Page 67 of Benji


Font Size:

I shake the bottle. Less than half full. Maybe a third. Benji uses it like he never expects things to run out. If I start using it on my arms like he told me to, I’ve got maybe two weeks left. Three if I’m careful.

After that, it’s gone.And he’s gone with it.

I look at the hospital lotion bolted to the wall beside the sink. My arms would survive that just fine. I cap the bottle and set it back beside my phone. I tell myself it’s because I’m tired.

It’s not.

The truth is, I’m rationing him.

The phone screen glows when I pick it up. His name is right there at the top of my messages — the last conversation,the way it always is now. I type before I can talk myself out of it.

Mickey:Made it. The bed is smaller but the silence is bigger. No monitors. It’s weird. How’s the arch?

The phone doesn’t buzz back. He’s busy, and he should be busy. The wedding is tomorrow.

The phone buzzes much later at ten-thirty.

Benji:You’re there! The arch is beautiful. Dante is making Cuban coffee and bossing the caterer in Spanish. The rehearsal went fine. Callie’s mother only cried twice which is a personal best. I’m exhausted and running on fumes. Wish I was sitting in a chair in your room instead of here. Goodnight, Mickey.

Mickey:Goodnight, Benji.

Morning comes with an early knock. The door opens and a different nurse enters, though she has the same tone. She checks my vitals and meds. Then she looks at me with the steady eyes of a woman who is about to make my day harder.

“Let’s get you sitting up,” she says.

It takes longer than it should. They raise the head of the bed and my body shifts, creating pressure in places I don’t fully feel but still register somewhere distant, like a radio playing two rooms over.

They swing my legs toward the edge. I watch them move and feel nothing; the disconnect between seeing my legs change position and feeling absolutely nothing below my hips is so familiar now that it’s almost boring.

They sit me up and the room tilts. My hands grip the mattress, and my core shakes as the muscles try to remember what they forgot while I was lying flat for two weeks. I lock my jaw and hold it because I’ve been through the police academy, and the academy taught me that your body quits before it needs to. I held a plank for six minutes with an instructor standing on my back. I can sit on the edge of a bed without passing out. There’s a knock, and then two more people step in.

“Morning, Mickey. I’m Jason from physical therapy.”

“And I’m Leah from occupational therapy.”

Jason is built like a safety, compact and quick, someone who played a sport and transferred the discipline into healthcare. Leah is calm as if she’s seen everything and nothing surprises her anymore. I like them both immediately because they don’t look at me with pity. They look at me like I’m a job.

“We’re going to start with some basics,” Jason says, crouching so we’re eye level. “Sitting balance. Transfers. See where you’re at. Nothing crazy. Goal today is to get you from the bed to that chair.”

The chair is five feet away. Five feet that might as well be five miles. Except I’m not going to think that way because that is how you lose.

“You’ve done a transfer before?” he asks.

“In Tallahassee. Took two people. About forty-five seconds. Longest forty-five seconds of my life.”

“This one might be faster. Ready?”

No.

“Yeah,” I say.

They move me. Jason on one side, Leah on the other, my body pivoting between them in a motion that depends entirely on their strength, not mine. For a second I’m suspended, weight hanging wrong, my legs dangling like they were attached as an afterthought, and then the vinyl creaks under me and I’m sitting in the chair breathing harder than a man should breathe for traveling five feet.

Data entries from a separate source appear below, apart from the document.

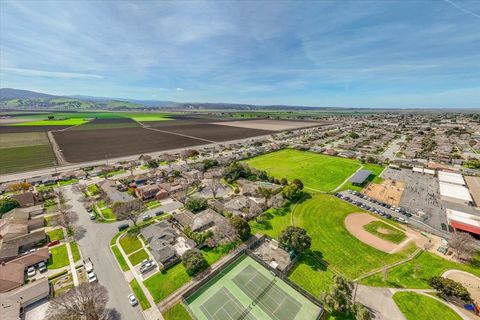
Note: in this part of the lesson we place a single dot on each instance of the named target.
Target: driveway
(95, 244)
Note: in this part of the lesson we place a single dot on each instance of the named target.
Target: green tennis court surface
(247, 290)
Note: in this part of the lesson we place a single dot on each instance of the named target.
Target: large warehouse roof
(463, 221)
(360, 176)
(455, 191)
(451, 177)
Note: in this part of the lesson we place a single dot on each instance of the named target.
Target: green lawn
(277, 220)
(55, 235)
(142, 299)
(177, 312)
(20, 158)
(121, 260)
(312, 276)
(130, 243)
(137, 257)
(58, 257)
(419, 307)
(323, 217)
(417, 272)
(165, 282)
(394, 235)
(75, 251)
(317, 171)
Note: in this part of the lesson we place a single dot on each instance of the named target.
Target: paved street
(96, 244)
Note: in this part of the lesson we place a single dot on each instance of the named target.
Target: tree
(194, 261)
(298, 183)
(152, 163)
(463, 244)
(241, 226)
(214, 185)
(295, 238)
(130, 210)
(196, 204)
(7, 204)
(19, 186)
(266, 194)
(450, 288)
(87, 301)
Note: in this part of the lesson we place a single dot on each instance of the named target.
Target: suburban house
(14, 302)
(111, 192)
(151, 191)
(166, 243)
(20, 229)
(12, 273)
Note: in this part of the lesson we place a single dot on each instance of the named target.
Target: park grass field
(323, 217)
(416, 306)
(318, 172)
(394, 235)
(415, 274)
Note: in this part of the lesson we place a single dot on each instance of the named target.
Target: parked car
(42, 267)
(31, 271)
(132, 299)
(149, 265)
(123, 227)
(92, 277)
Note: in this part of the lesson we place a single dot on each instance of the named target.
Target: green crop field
(78, 118)
(416, 306)
(26, 158)
(323, 217)
(318, 172)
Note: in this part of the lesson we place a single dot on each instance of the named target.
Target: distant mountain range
(17, 99)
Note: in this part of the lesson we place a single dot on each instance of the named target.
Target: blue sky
(319, 53)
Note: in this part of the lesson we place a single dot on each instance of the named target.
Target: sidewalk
(152, 313)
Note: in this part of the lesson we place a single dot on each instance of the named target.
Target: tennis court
(247, 290)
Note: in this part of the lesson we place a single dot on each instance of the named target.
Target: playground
(247, 290)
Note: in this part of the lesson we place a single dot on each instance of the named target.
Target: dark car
(123, 227)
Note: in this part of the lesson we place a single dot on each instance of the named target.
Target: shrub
(196, 204)
(193, 261)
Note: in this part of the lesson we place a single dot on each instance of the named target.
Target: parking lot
(421, 196)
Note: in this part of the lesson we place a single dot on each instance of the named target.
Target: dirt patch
(389, 191)
(270, 125)
(354, 223)
(468, 280)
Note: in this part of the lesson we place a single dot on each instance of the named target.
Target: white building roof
(463, 217)
(451, 177)
(454, 191)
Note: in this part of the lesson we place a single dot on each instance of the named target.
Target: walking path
(70, 259)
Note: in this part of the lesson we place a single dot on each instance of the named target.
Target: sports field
(317, 171)
(247, 290)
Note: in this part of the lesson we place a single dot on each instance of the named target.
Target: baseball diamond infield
(355, 223)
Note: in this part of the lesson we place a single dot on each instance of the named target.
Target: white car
(132, 299)
(31, 272)
(92, 277)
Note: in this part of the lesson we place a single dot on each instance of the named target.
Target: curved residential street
(95, 244)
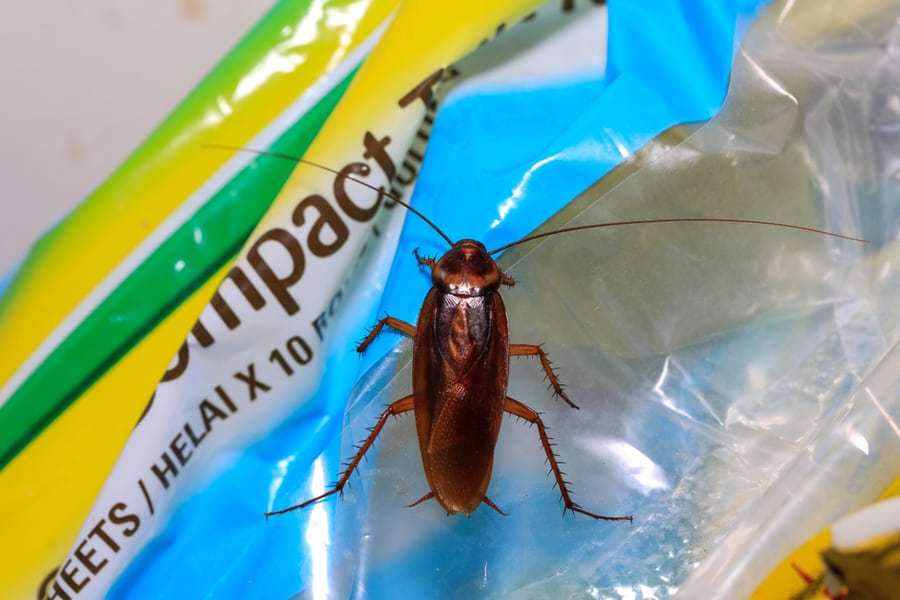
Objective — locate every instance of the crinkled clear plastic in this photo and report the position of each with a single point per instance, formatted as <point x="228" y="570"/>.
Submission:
<point x="738" y="384"/>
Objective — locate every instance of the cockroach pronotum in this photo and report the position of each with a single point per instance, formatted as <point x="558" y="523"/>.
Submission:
<point x="460" y="366"/>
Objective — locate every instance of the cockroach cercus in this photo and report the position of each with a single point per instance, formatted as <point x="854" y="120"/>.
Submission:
<point x="460" y="367"/>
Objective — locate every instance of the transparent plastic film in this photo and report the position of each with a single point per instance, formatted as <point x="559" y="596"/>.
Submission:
<point x="737" y="384"/>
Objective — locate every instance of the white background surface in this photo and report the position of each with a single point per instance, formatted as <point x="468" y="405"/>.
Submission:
<point x="84" y="82"/>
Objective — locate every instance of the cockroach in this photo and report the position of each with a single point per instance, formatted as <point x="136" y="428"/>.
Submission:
<point x="461" y="353"/>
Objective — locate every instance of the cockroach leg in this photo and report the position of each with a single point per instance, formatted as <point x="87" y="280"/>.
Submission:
<point x="401" y="406"/>
<point x="401" y="326"/>
<point x="490" y="503"/>
<point x="514" y="407"/>
<point x="533" y="350"/>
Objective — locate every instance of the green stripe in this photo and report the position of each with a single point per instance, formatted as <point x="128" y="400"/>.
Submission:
<point x="155" y="288"/>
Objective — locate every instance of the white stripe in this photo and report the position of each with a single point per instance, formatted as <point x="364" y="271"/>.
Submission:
<point x="186" y="210"/>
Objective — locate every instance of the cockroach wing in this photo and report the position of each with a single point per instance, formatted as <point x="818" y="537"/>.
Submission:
<point x="460" y="375"/>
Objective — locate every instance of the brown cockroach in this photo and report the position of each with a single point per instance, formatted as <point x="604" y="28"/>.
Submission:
<point x="460" y="365"/>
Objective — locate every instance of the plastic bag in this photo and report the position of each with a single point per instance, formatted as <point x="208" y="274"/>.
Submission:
<point x="737" y="383"/>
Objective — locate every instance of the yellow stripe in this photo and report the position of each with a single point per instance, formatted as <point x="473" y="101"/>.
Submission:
<point x="49" y="488"/>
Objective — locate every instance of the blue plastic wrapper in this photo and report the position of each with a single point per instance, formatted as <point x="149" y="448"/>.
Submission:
<point x="707" y="359"/>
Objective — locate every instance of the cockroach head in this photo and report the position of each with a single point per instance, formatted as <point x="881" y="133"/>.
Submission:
<point x="466" y="270"/>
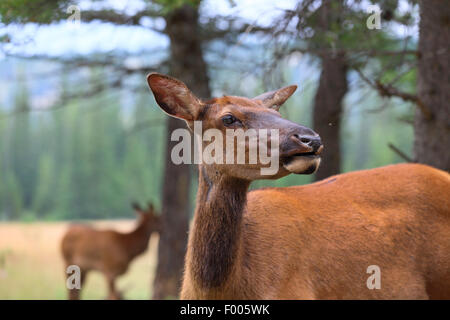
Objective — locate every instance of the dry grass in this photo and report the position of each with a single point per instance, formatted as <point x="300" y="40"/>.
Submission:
<point x="31" y="266"/>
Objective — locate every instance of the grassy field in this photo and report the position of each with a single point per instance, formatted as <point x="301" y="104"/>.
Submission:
<point x="31" y="266"/>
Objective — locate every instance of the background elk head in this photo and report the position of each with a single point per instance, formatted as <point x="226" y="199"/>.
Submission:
<point x="299" y="146"/>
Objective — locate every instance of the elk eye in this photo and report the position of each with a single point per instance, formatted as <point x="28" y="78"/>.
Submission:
<point x="229" y="119"/>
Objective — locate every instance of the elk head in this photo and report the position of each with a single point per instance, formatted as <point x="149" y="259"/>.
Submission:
<point x="298" y="146"/>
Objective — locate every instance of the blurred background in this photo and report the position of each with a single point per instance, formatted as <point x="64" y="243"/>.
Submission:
<point x="81" y="135"/>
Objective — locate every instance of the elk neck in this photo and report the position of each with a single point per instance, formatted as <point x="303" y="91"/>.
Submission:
<point x="215" y="241"/>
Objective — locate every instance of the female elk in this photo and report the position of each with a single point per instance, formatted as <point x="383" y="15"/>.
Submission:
<point x="107" y="251"/>
<point x="307" y="242"/>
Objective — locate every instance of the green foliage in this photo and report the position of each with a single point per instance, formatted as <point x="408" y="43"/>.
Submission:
<point x="79" y="162"/>
<point x="39" y="11"/>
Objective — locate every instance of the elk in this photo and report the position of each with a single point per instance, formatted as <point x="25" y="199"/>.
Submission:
<point x="315" y="241"/>
<point x="107" y="251"/>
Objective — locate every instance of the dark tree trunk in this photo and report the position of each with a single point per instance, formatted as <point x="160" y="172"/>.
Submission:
<point x="329" y="98"/>
<point x="432" y="136"/>
<point x="188" y="65"/>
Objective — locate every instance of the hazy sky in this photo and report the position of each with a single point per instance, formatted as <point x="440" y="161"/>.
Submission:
<point x="69" y="38"/>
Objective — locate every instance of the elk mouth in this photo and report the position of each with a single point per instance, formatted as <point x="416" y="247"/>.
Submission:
<point x="301" y="163"/>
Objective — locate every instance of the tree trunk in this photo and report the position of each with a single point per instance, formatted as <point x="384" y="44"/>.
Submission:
<point x="329" y="98"/>
<point x="432" y="136"/>
<point x="188" y="65"/>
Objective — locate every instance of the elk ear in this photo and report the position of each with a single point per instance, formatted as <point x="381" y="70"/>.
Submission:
<point x="174" y="97"/>
<point x="274" y="99"/>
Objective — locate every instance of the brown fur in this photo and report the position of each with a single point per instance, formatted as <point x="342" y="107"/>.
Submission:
<point x="107" y="251"/>
<point x="314" y="241"/>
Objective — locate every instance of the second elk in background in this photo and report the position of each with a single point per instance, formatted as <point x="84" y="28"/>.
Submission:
<point x="107" y="251"/>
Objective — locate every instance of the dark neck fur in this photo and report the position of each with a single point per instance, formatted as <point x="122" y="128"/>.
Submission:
<point x="217" y="227"/>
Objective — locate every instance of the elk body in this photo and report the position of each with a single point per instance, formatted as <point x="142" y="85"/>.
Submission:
<point x="107" y="251"/>
<point x="314" y="241"/>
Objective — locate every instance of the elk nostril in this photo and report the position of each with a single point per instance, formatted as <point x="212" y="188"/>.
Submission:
<point x="305" y="140"/>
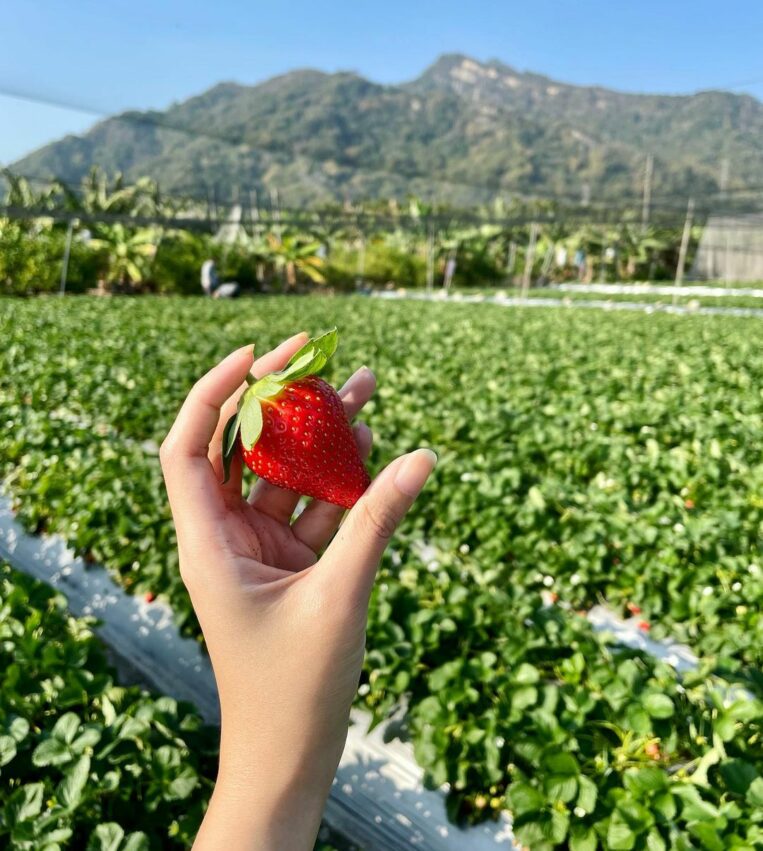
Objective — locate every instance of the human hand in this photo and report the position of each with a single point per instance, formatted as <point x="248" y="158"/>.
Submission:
<point x="284" y="625"/>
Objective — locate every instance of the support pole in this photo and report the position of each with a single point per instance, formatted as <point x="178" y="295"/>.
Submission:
<point x="647" y="198"/>
<point x="511" y="263"/>
<point x="684" y="243"/>
<point x="430" y="258"/>
<point x="67" y="252"/>
<point x="529" y="258"/>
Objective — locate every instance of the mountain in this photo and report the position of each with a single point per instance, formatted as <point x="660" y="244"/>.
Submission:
<point x="463" y="132"/>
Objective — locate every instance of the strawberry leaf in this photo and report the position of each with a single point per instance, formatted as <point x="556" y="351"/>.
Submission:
<point x="229" y="444"/>
<point x="311" y="358"/>
<point x="251" y="421"/>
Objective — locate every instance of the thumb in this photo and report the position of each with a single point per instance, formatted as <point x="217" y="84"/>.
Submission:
<point x="354" y="554"/>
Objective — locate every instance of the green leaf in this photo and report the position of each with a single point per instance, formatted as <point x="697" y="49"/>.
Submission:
<point x="137" y="841"/>
<point x="182" y="785"/>
<point x="230" y="435"/>
<point x="535" y="497"/>
<point x="648" y="779"/>
<point x="588" y="794"/>
<point x="18" y="728"/>
<point x="694" y="807"/>
<point x="583" y="839"/>
<point x="755" y="792"/>
<point x="66" y="727"/>
<point x="527" y="674"/>
<point x="51" y="752"/>
<point x="561" y="788"/>
<point x="523" y="798"/>
<point x="659" y="705"/>
<point x="311" y="358"/>
<point x="251" y="421"/>
<point x="106" y="837"/>
<point x="738" y="774"/>
<point x="71" y="787"/>
<point x="7" y="749"/>
<point x="564" y="764"/>
<point x="620" y="836"/>
<point x="25" y="803"/>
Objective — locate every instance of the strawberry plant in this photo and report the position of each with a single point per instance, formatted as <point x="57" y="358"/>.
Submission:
<point x="85" y="763"/>
<point x="588" y="456"/>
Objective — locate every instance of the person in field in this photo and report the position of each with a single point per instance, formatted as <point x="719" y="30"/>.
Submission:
<point x="210" y="282"/>
<point x="282" y="603"/>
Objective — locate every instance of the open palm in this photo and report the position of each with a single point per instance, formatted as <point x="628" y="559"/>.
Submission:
<point x="285" y="627"/>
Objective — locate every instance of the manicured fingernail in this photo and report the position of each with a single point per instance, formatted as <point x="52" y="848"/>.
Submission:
<point x="414" y="471"/>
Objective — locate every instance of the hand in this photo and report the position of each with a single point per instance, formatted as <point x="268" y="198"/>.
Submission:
<point x="285" y="626"/>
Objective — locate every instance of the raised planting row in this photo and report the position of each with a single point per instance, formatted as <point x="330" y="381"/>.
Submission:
<point x="643" y="297"/>
<point x="589" y="455"/>
<point x="85" y="763"/>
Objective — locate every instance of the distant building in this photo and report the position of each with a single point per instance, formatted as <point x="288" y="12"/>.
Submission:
<point x="731" y="249"/>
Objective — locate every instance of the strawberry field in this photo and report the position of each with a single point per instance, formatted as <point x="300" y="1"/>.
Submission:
<point x="584" y="458"/>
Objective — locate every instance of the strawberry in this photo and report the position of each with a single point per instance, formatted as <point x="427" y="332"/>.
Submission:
<point x="293" y="431"/>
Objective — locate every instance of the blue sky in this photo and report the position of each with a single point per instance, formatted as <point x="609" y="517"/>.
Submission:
<point x="108" y="56"/>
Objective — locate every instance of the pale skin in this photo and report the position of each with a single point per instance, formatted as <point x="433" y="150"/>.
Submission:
<point x="282" y="604"/>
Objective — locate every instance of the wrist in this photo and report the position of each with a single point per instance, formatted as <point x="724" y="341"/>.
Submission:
<point x="247" y="814"/>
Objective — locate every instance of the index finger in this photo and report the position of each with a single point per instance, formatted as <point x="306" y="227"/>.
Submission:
<point x="184" y="451"/>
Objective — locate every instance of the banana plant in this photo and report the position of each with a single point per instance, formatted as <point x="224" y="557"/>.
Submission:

“Don’t brace through your shoulders,” Jason says. “You’re locking your arms. Your traps are doing all the work. Your core still has function above the injury. Use it.”

I try it. Pulling in, tightening what I can, holding myself upright without locking everything else down. It works for about two seconds before I drift right and catch it with my hand on the armrest.

“That’s a micro-adjustment,” Jason says. “You’re going to be making those constantly. Every second you’re in this chair, your body is working to stay centered. It’ll get more automatic over time but right now it’s going to feel like you’re constantly fighting to stay upright in ways nobody else can see.”